The nearly 4,000 square mile park in the Amazon rainforest has been a site of oil exploration since the 1970s, but a portion of the park's core has since been untouched. Criticism of the move to explore for oil in the previously protected area is not unfounded -- Yasuni National Park is perhaps the most biologically diverse area in the world, home to a staggering array of distinct species. The park was designated as an UNESCO Biosphere Reserve in 1989.

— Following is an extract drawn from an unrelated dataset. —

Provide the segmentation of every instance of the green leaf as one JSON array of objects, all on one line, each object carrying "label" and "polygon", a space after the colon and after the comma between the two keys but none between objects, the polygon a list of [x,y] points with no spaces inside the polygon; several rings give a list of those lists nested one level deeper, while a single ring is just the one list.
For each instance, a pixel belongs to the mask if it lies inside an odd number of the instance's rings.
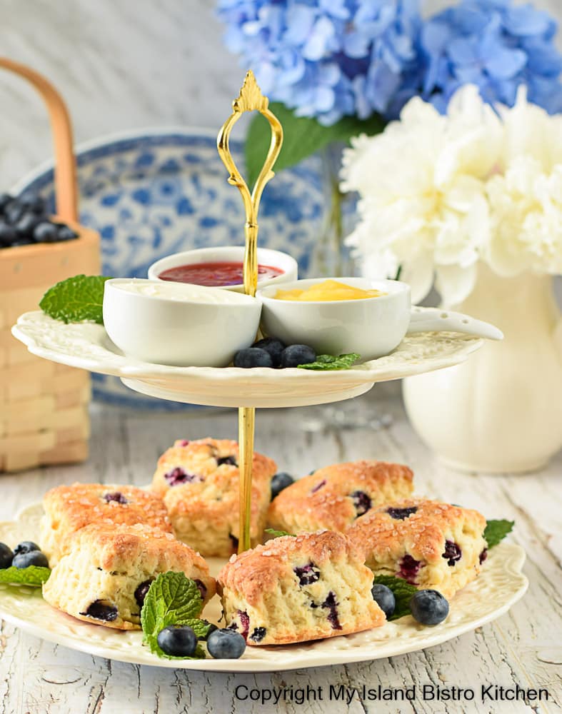
[{"label": "green leaf", "polygon": [[41,588],[46,583],[51,575],[51,569],[39,565],[28,565],[27,568],[4,568],[0,570],[0,583],[10,585],[29,585],[32,588]]},{"label": "green leaf", "polygon": [[318,355],[316,362],[309,362],[308,364],[299,364],[298,369],[349,369],[349,368],[356,362],[361,355],[355,352],[350,352],[348,354],[339,355],[336,357],[334,355]]},{"label": "green leaf", "polygon": [[271,536],[274,536],[275,538],[282,538],[283,536],[293,536],[293,533],[288,533],[286,531],[276,531],[275,528],[266,528],[266,533],[271,533]]},{"label": "green leaf", "polygon": [[506,521],[505,518],[501,521],[488,521],[484,531],[484,540],[488,543],[488,547],[493,548],[497,545],[508,533],[511,533],[514,524],[514,521]]},{"label": "green leaf", "polygon": [[[161,573],[151,583],[141,610],[141,626],[144,642],[151,652],[167,659],[201,659],[205,653],[198,645],[191,658],[172,657],[165,654],[158,645],[158,633],[169,625],[189,625],[199,638],[206,636],[209,624],[199,620],[203,607],[199,589],[195,582],[183,573]],[[196,628],[197,628],[196,630]]]},{"label": "green leaf", "polygon": [[375,575],[375,583],[386,585],[394,593],[396,607],[389,620],[398,620],[405,615],[411,614],[410,598],[414,593],[418,592],[416,585],[410,585],[402,578],[395,578],[394,575]]},{"label": "green leaf", "polygon": [[[276,171],[298,164],[306,156],[333,142],[348,142],[359,134],[378,134],[384,122],[378,114],[361,120],[355,116],[344,116],[331,126],[323,126],[316,119],[295,116],[284,104],[271,102],[271,111],[283,125],[283,139],[279,157],[274,167]],[[248,185],[252,186],[258,178],[271,140],[271,129],[267,120],[256,114],[252,120],[244,147]]]},{"label": "green leaf", "polygon": [[104,324],[104,286],[109,278],[75,275],[49,288],[39,307],[50,317],[63,322],[91,320]]}]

The move to proceed with oil exploration comes after a failed conservation campaign, wherein the Ecuadorian government contended it would refrain from green-lighting the oil exploration if the international community could raise $3.6 billion dollars, a sum said to be 50 percent of the value of the reserves in the park's Ishpingo-Tambococha-Tiputini (ITT) oil field.
But after raising only $13 million, the campaign was not anywhere near its target, which prompted President Rafael Correa to say Ecuador had no choice but to proceed with the drilling.
"I have signed the executive decree for the liquidation of the Yasuni-ITT trust fund and through it, end the initiative," the president said in a televised address, as reported by the BBC.
Ecuador, the smallest OPEC nation, will likely see $7.2 billion in income from tapping the previously protected reserves, which hold more than 800 million barrels of crude oil.
Correa downplayed the reaction to the news that Yasuni will be drilled, saying that it would only affect 0.01 percent of the Yasuni basin.
But environmental activists are nonetheless unhappy with the decision, contending that park's ecological worth is greater than the financial rewards for exploiting it.
"Yasuni is important for humanity and as Ecuadorians, we can make the difference," protester Adrian Soria, a 38-year-old biologist, told Reuters. "Yasuni must be preserved and that is more important than the oil," he said.
An estimated 400 million metric tons of carbon dioxide will be released into the atmosphere as a result of the drilling, the BBC reported, citing the United Nation's Development Program office dedicated to managing the Yasuni-ITT trust fund.
"The Yasuni-ITT Initiative was the lone exception to the relentless expansion of hydrocarbon projects deeper into the most remote tracts of the western Amazon," Matt Finer of the US-based Center for International Environmental Law, said to The Associated Press.